Search code examples
scikit-learnrandom-forestgrid-searchensemble-learning

Grid search on parameters inside the parameters of a BaggingClassifier


This is a follow up on a question answered here, but I believe it deserves its own thread.

In the previous question, we were dealing with “an Ensemble of Ensemble classifiers, where each has its own parameters.” Let's start with the example provided by MaximeKan in his answer:

my_est = BaggingClassifier(RandomForestClassifier(n_estimators = 100, bootstrap = True, 
      max_features = 0.5), n_estimators = 5, bootstrap_features = False, bootstrap = False, 
      max_features = 1.0, max_samples = 0.6 )

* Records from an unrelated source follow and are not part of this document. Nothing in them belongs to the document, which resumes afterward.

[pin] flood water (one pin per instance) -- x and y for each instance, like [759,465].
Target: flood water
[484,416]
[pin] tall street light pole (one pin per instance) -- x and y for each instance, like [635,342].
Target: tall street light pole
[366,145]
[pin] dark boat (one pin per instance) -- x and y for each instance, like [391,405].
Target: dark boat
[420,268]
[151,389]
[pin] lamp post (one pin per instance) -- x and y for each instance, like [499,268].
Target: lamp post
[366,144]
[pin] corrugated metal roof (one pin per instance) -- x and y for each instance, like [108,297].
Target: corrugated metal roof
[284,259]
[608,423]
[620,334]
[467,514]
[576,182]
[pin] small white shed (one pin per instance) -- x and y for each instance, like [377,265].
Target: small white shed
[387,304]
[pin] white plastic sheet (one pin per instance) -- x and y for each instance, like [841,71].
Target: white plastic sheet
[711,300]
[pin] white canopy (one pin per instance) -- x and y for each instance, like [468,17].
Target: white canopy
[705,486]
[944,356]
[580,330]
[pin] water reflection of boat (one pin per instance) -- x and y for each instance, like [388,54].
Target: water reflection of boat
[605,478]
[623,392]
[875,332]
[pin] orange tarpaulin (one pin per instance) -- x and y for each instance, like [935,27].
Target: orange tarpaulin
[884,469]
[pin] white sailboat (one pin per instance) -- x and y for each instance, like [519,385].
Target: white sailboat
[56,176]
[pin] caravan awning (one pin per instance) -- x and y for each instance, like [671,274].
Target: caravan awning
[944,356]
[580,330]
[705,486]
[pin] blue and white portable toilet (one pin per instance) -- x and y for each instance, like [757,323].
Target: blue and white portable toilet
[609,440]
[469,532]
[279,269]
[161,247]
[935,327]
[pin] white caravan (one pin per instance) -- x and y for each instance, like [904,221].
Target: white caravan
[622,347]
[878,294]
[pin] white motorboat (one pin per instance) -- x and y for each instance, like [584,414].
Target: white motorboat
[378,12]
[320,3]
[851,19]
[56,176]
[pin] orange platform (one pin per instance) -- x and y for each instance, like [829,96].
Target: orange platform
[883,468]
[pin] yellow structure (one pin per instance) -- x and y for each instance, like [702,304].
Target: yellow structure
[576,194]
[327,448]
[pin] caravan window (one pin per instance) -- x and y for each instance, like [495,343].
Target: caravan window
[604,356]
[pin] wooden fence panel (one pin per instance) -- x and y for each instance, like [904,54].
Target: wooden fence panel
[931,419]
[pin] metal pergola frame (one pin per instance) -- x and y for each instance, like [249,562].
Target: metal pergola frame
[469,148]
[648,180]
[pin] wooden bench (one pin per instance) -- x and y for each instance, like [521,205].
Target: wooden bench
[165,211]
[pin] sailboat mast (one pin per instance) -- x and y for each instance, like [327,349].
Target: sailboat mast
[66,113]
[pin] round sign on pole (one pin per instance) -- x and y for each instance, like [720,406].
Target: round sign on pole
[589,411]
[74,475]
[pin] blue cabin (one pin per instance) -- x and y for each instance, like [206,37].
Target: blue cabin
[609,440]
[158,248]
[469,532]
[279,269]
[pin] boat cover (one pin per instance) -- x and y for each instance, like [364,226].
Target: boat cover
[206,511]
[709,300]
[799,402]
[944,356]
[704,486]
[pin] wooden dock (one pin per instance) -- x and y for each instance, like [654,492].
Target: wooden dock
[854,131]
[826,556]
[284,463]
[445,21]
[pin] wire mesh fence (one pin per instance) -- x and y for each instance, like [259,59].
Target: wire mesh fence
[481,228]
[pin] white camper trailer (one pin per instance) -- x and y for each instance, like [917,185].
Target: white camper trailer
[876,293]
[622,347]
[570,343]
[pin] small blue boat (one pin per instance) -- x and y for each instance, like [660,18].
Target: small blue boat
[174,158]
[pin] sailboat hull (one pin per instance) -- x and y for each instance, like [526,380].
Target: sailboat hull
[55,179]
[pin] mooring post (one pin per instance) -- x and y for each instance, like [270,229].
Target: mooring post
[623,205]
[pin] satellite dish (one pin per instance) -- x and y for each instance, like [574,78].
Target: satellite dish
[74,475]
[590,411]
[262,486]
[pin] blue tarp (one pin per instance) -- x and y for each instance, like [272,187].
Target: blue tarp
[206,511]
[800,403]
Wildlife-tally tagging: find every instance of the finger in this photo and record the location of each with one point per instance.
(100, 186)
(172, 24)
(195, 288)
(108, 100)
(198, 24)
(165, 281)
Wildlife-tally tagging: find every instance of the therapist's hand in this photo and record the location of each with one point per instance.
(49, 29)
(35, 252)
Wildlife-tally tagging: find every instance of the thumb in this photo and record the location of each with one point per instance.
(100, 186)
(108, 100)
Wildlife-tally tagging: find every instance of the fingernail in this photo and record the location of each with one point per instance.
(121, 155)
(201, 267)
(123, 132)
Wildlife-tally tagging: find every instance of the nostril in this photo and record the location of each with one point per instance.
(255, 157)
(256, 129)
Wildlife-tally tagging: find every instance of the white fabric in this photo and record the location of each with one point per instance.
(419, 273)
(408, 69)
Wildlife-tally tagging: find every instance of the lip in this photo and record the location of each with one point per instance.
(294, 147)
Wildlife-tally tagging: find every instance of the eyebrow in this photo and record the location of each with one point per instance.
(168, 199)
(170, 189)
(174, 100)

Now say I want to go one level above that: Considerations like efficiency, computational cost, etc., aside, and as a general concept: How would I ran grid search with this kind of setup?

I can set up two parameter grids along these lines:

One for the BaggingClassifier:

BC_param_grid = {
'bootstrap': [True, False],
'bootstrap_features': [True, False],    
'n_estimators': [5, 10, 15],
'max_samples' : [0.6, 0.8, 1.0]
}

And one for the RandomForestClassifier:

RFC_param_grid = {
'bootstrap': [True, False],    
'n_estimators': [100, 200, 300],
'max_features' : [0.6, 0.8, 1.0]
}

Now I can call grid search with my estimator:

grid_search = GridSearchCV(estimator = my_est, param_grid = ???)

What do I do with the param_grid parameter in this case? Or more specifically, how do I use both of the parameter grids I set up?

I have to say, it feels like I’m playing with matryoshka dolls.


Solution

  • Following @James Dellinger comment above, and expanding from there, I was able to get it done. Turns out the "secret sauce" is indeed a mostly-undocumented feature - the __ (double underline) separator (there's some passing reference to it in the Pipeline documentation): it seems that adding the inside/base estimator name, followed by this __ to the name of an inside/base estimator parameter, allows you to create a param_grid which covers parameters for both the outside and inside estimators.

    So for the example in the question, the outside estimator is BaggingClassifier and the inside/base estimator is RandomForestClassifier. So what you need to do is, first, to import what needs to be imported:

    from sklearn.ensemble import BaggingClassifier, RandomForestClassifier
    from sklearn.model_selection import GridSearchCV
    

    followed by the param_grid assignments (in this case, those in example in the question):

    param_grid = {
     'bootstrap': [True, False],
     'bootstrap_features': [True, False],    
     'n_estimators': [5, 10, 15],
     'max_samples' : [0.6, 0.8, 1.0],
     'base_estimator__bootstrap': [True, False],    
     'base_estimator__n_estimators': [100, 200, 300],
     'base_estimator__max_features' : [0.6, 0.8, 1.0]
    }
    

    And, finally, your grid search:

    grid_search=GridSearchCV(BaggingClassifier(base_estimator=RandomForestClassifier()), param_grid=param_grid, cv=5)

    And you're off to the races.